My new latest phrase that I save specially for me and my husband is that we're in this parenting lark for the long haul.

Every day we have decisions to make about how we bring up our children. Some are small and seemingly inconsequential, others are bigger and the value of them is apparent. I do strongly believe that I need to carefully pick my battles. Endlessly picking at children will just result in them feeling got at, hassled, resentful and ultimately erode their natural in built confidence.

It's ok to 'let it slide' every now and then on the small stuff; the decision does need to be made about what we consider to be the 'slidable' small stuff. I can't say what that might be for anyone else, but for us, the 'small stuff' includes things like shoes still on feet on the new sofa for example.... but for some people that might be a deal breaker.

But for us, some small stuff is the important stuff. The pleases, thank-yous, sorrys, basic manners, the social skills that will carry them through and help them to get the most out of their interactions with other people.
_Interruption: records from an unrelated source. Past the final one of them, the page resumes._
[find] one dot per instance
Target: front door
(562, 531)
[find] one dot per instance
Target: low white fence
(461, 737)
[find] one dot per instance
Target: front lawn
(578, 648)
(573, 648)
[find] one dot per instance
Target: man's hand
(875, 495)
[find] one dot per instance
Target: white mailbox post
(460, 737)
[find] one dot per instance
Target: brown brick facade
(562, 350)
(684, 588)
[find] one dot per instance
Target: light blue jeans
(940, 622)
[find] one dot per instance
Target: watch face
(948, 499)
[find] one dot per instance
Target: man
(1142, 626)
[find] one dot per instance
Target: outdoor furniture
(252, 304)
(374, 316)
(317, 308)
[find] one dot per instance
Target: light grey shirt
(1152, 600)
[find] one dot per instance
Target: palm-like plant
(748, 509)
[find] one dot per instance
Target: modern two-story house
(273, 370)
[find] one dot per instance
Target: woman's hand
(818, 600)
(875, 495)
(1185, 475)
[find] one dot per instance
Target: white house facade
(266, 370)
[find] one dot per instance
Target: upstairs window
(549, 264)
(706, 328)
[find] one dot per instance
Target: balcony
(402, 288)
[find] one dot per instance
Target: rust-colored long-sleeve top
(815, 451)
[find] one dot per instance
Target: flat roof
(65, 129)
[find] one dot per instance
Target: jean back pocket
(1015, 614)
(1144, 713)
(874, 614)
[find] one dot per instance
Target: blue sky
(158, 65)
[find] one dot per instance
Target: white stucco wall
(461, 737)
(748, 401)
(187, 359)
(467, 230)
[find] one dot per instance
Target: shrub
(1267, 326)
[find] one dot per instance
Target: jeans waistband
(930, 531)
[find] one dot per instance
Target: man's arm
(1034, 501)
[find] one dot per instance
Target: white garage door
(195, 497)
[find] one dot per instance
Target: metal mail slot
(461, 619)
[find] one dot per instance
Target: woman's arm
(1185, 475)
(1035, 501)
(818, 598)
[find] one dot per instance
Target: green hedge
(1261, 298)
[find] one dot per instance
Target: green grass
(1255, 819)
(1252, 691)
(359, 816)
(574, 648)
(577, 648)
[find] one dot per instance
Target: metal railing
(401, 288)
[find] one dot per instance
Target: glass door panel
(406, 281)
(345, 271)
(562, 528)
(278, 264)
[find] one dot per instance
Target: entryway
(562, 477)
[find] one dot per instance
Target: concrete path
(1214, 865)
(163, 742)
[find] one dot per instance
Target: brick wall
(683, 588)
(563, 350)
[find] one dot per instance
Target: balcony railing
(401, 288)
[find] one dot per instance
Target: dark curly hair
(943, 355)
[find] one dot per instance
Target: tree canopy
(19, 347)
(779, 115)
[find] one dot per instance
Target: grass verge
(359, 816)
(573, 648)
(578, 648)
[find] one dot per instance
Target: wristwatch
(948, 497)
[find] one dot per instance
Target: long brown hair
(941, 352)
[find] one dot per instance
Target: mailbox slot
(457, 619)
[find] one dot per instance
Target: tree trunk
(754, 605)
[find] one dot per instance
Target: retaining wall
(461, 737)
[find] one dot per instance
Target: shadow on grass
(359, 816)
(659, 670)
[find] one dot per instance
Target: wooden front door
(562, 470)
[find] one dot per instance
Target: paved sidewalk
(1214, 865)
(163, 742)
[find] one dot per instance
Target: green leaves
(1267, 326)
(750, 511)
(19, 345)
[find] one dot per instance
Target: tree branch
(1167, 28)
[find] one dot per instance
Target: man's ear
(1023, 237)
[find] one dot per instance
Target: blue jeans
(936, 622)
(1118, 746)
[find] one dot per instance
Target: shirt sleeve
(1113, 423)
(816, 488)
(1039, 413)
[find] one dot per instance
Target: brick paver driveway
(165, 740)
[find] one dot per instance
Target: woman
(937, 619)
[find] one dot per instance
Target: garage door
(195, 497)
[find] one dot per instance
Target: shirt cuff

It's such a balance though and we are finding that the vast majority of the challenge is consistency. Sometimes is just so tiring and all I really want to do is go and read a book in the garden and leave them to it (hubby included!) but I try to keep my 'eye on the prize'.

Children who are a pleasure to be around, who are confident in any given situation that people will respond well to them because good manners helps to bring out the best in others.
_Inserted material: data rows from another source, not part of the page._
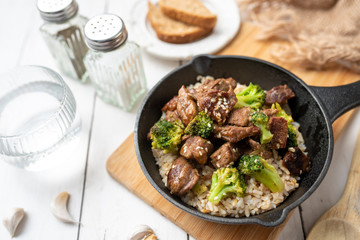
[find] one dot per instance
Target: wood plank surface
(124, 157)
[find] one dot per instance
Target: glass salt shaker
(63, 33)
(114, 64)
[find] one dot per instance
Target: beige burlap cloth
(320, 33)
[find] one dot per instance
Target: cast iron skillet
(315, 108)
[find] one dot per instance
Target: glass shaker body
(118, 75)
(66, 43)
(114, 64)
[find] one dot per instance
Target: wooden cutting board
(122, 165)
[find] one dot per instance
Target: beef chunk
(278, 127)
(296, 162)
(240, 116)
(260, 150)
(170, 105)
(217, 103)
(270, 112)
(181, 177)
(235, 134)
(279, 94)
(186, 107)
(225, 155)
(197, 148)
(172, 116)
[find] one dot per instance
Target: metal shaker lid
(57, 10)
(105, 32)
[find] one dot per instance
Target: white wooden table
(105, 208)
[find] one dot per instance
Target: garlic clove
(151, 237)
(12, 221)
(59, 209)
(143, 232)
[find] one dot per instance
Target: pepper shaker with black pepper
(114, 63)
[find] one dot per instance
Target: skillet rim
(281, 214)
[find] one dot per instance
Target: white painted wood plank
(15, 19)
(34, 190)
(334, 182)
(117, 210)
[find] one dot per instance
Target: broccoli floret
(166, 135)
(252, 96)
(256, 167)
(282, 113)
(261, 120)
(226, 181)
(201, 125)
(199, 188)
(292, 137)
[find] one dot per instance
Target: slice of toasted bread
(173, 31)
(193, 12)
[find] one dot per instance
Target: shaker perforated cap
(105, 32)
(57, 10)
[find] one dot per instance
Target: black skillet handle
(340, 99)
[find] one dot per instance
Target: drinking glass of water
(38, 114)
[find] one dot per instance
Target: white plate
(226, 28)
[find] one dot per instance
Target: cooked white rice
(257, 198)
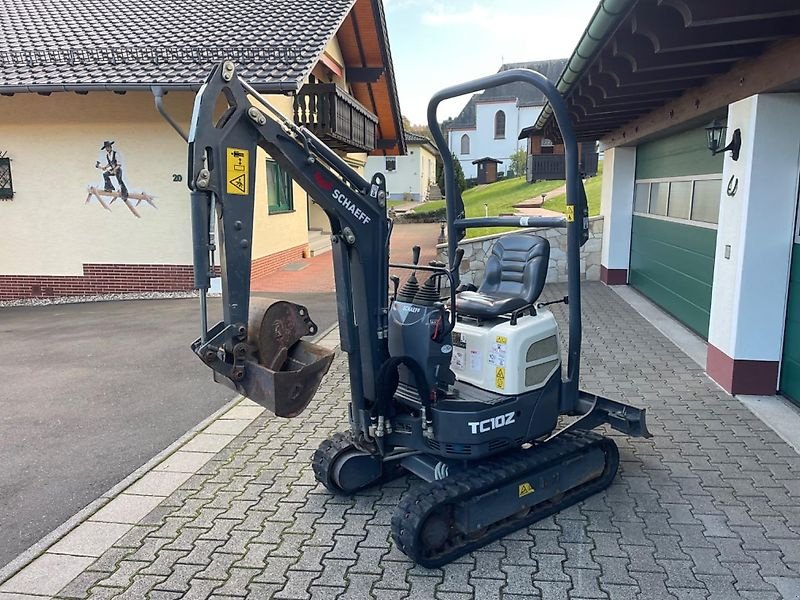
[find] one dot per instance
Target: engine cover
(504, 358)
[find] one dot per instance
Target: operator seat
(513, 280)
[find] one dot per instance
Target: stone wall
(477, 250)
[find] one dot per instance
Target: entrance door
(790, 367)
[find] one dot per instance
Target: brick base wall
(121, 279)
(274, 262)
(99, 279)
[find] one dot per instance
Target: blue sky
(436, 43)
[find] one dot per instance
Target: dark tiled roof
(284, 39)
(524, 93)
(413, 138)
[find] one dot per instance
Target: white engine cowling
(504, 358)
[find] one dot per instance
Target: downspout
(158, 94)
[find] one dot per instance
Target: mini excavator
(463, 388)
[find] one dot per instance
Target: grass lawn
(499, 197)
(592, 187)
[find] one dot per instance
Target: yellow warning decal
(500, 377)
(238, 171)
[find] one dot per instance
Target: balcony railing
(552, 166)
(335, 117)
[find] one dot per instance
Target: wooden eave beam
(707, 12)
(622, 72)
(664, 28)
(364, 74)
(777, 66)
(639, 52)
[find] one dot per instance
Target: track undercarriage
(475, 503)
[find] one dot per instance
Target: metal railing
(335, 117)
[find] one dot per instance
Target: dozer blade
(283, 372)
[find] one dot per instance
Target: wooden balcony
(335, 117)
(553, 166)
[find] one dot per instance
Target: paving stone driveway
(707, 508)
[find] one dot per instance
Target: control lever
(415, 255)
(565, 300)
(457, 261)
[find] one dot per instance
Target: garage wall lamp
(715, 135)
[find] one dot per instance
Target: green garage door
(790, 367)
(673, 241)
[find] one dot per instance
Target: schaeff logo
(493, 423)
(341, 198)
(348, 204)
So what provoked this post? This afternoon, we decided to do cinema night at home after dinner. We often do it, choose a film together from the library, make popcorn, snuggle under our duvets on the sofas and watch the film. The kids sometimes fall asleep and we carry them to bed. They love cinema night, its a real treat.

Well everything was going fine, until dinnertime. My eldest started playing up. Getting up and down from the table for no reason, running around, throwing his food onto his brothers plate, pushing his chair around the room. I asked him to sit up nicely and finish his meal... the quicker he finishes obviously, the quicker we can get on with cinema night, he was clearly excited about it. And he didn't get back up, I asked again, he comes back to the table and is shuffling around, picking at his brother. I lost track of how many times I asked him to come sit nicely and finish his food. Finally I brought out the big guns. Do as I've asked or cinema night doesn't happen... "yes it will".... uh... no, it won't, come sit up please.

And round and round we go. Me not quite believing that he is behaving so badly when his treat is in danger of being pulled, and him simply not believing me.

So we have it, one last chance. I asked him to sit up or thats it, no cinema night tonight. He pushes his chair away even more... me: "now please"... him... "no". Me... "ok, no cinema night".

Him, cue hysterics.

Me, not budging.

Him, yelling, crying, shouting.

Me, resolved now.

Him, now in bed.

Me, hoping that tomorrow when we attempt cinema night again, he'll remember that there are consequences to behaviour and we can finally get round to watching Toy Story 3!

I genuinely do not expect him to be an angel all the time, but if I had caved then what does that teach him except that if he screams and yells at me enough then he gets what he wants.

It would have been easier to stick the film on once he'd said sorry, which he did say repeatedly, but we're in this for the long haul, for his benefit, not just our short term peace and quiet at parents.

I did obviously make my peace with him before bedtime, sitting down and having a cuddle and a chat about it. He agreed that his behaviour resulted in his losing a treat that he wanted and that he would try to remember that tomorrow. I explained that I wanted to treat him but he needs to sit nicely at dinnertime so that we can enjoy the time together as a family.

What a palava. Disney Pixar have a lot to answer for!